The anecdotal signs of the hiring slowdown/Shipping cost update/Some earnings comments
Broadly with the Beige Book from yesterday, 8 districts "reported little or no change in economic activity" while three saw modest growth and one reported an outright decline. Consumer spending during the holidays "delivered some seasonal relief" and there was particular strength in leisure travel. Manufacturing remained in a recession while "Districts continued to note that high interest rates were limiting auto sales and real estate deals." On inflation, 6 districts "reported slight or modest price increases, and 2 noted moderate increases." Of note, "Districts also noted that increased consumer price sensitivity had forced retailers to narrow their profit margins and to push back in turn on their suppliers' efforts to raise prices." With wages, half the Districts "had reported slight or modest price increases, and two noted moderate increases. Five Districts also noted that overall price increases had subsided to some degree from the prior period, while three others indicated no significant shift in price pressures."
Here were the notable comments from yesterday's Beige Book on the labor market side of hiring/firing where a slowing trend in the pace of hiring was clearly voiced:
Boston:
"Employment was flat on average...Hospitality and retail headcounts increased slightly, while employment was unchanged at software and IT firms...Contacts were not planning for major changes in employment moving forward." While finding people eased up somewhat, there were still pockets of labor shortages.
NY:
"Labor markets conditions continued to cool since the last report but remained solid. Employment growth slowed to a slight pace, though businesses in information services, manufacturing, transportation, and construction reported declines in employment in recent weeks. Though the availability of workers has improved, contacts noted that demand for workers softened as economic uncertainty inhibited hiring plans. Indeed, many mid-sized companies have stopped hiring, while smaller companies have become more selective in who they hire.
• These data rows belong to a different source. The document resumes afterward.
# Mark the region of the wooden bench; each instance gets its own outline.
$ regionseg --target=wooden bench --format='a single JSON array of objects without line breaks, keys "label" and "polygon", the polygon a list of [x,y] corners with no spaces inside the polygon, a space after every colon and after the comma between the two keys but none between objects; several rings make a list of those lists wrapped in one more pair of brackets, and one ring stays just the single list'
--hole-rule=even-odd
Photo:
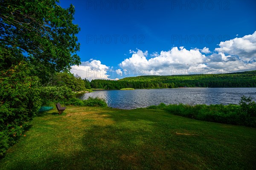
[{"label": "wooden bench", "polygon": [[59,115],[61,114],[61,113],[63,112],[63,111],[65,110],[65,109],[66,109],[65,107],[61,106],[60,103],[58,103],[56,104],[56,107],[57,108],[58,111],[59,112]]}]

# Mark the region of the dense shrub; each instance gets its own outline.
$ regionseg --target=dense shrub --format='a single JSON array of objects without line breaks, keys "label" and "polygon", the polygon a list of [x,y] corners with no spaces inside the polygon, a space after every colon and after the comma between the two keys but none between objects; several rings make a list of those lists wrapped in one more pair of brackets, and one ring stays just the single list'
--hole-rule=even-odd
[{"label": "dense shrub", "polygon": [[86,100],[80,100],[73,98],[66,102],[65,104],[79,106],[108,106],[108,105],[104,99],[99,97],[93,98],[91,97],[89,97]]},{"label": "dense shrub", "polygon": [[161,109],[173,114],[198,120],[256,127],[256,103],[250,97],[243,96],[239,105],[180,104],[166,105],[160,103],[148,109]]},{"label": "dense shrub", "polygon": [[41,105],[38,79],[25,62],[0,71],[0,157],[28,125]]},{"label": "dense shrub", "polygon": [[43,105],[47,105],[68,101],[75,96],[71,89],[66,86],[47,86],[40,88],[40,96]]}]

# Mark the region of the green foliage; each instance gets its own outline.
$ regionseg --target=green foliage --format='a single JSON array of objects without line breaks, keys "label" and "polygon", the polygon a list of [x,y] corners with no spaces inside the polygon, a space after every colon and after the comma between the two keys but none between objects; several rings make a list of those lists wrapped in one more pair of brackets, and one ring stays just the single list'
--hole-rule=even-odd
[{"label": "green foliage", "polygon": [[178,87],[256,87],[256,71],[218,74],[143,76],[118,81],[95,79],[93,88],[120,89],[166,88]]},{"label": "green foliage", "polygon": [[0,69],[25,60],[44,83],[56,71],[80,63],[76,36],[80,28],[72,23],[74,7],[64,9],[58,2],[0,0]]},{"label": "green foliage", "polygon": [[252,99],[250,96],[247,97],[243,96],[239,103],[242,112],[249,116],[256,117],[256,103]]},{"label": "green foliage", "polygon": [[58,73],[54,76],[50,85],[61,87],[65,86],[73,91],[86,90],[84,80],[77,75],[76,76],[70,73]]},{"label": "green foliage", "polygon": [[73,98],[65,103],[67,105],[74,105],[79,106],[102,106],[107,107],[108,105],[104,99],[89,97],[86,100],[80,100]]},{"label": "green foliage", "polygon": [[192,106],[180,104],[166,105],[160,103],[148,109],[168,111],[173,114],[198,120],[228,124],[256,127],[255,116],[256,104],[251,97],[243,96],[240,105],[197,105]]},{"label": "green foliage", "polygon": [[41,106],[39,79],[29,76],[31,70],[21,62],[0,71],[0,156],[15,142]]},{"label": "green foliage", "polygon": [[68,101],[74,97],[74,94],[66,86],[46,86],[40,88],[40,96],[42,105],[47,105],[52,102]]}]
Contacts across a variety of sectors noted that attrition remains exceptionally low."
Philly:
"Employment slowed to a slight pace of growth—following a modest pace in the prior period. In our monthly surveys, nonmanufacturing firms reported modest increases in full-time jobs but no change in part-time employment nor in the average employee workweek. Having fulfilled most of their backlogs, manufacturing firms reported a slight decrease in employment and a modest decline in the average employee workweek.
Several contacts noted increased layoffs of midcareer professionals from finance, tech, and highly leveraged firms in other sectors but observed that most secured new jobs within months. Several contacts, including staffing firms, noted that businesses were becoming more selective when hiring. One staffing firm observed that many businesses overhired during the pandemic, then held steady in 2023—they expect job levels to increase slowly as companies begin to hire again."
Cleveland:
"On balance, contacts reported that employment was flat to slightly down during the recent reporting period. Many firms across industries said they were maintaining headcount or hiring only to replace departing workers or underperforming staff. Some firms reduced staff to 'right size' in the face of lower demand, while others restructured by replacing select roles with automation or rotating staff among multiple locations. Contacts generally expected little change in employment in the coming months."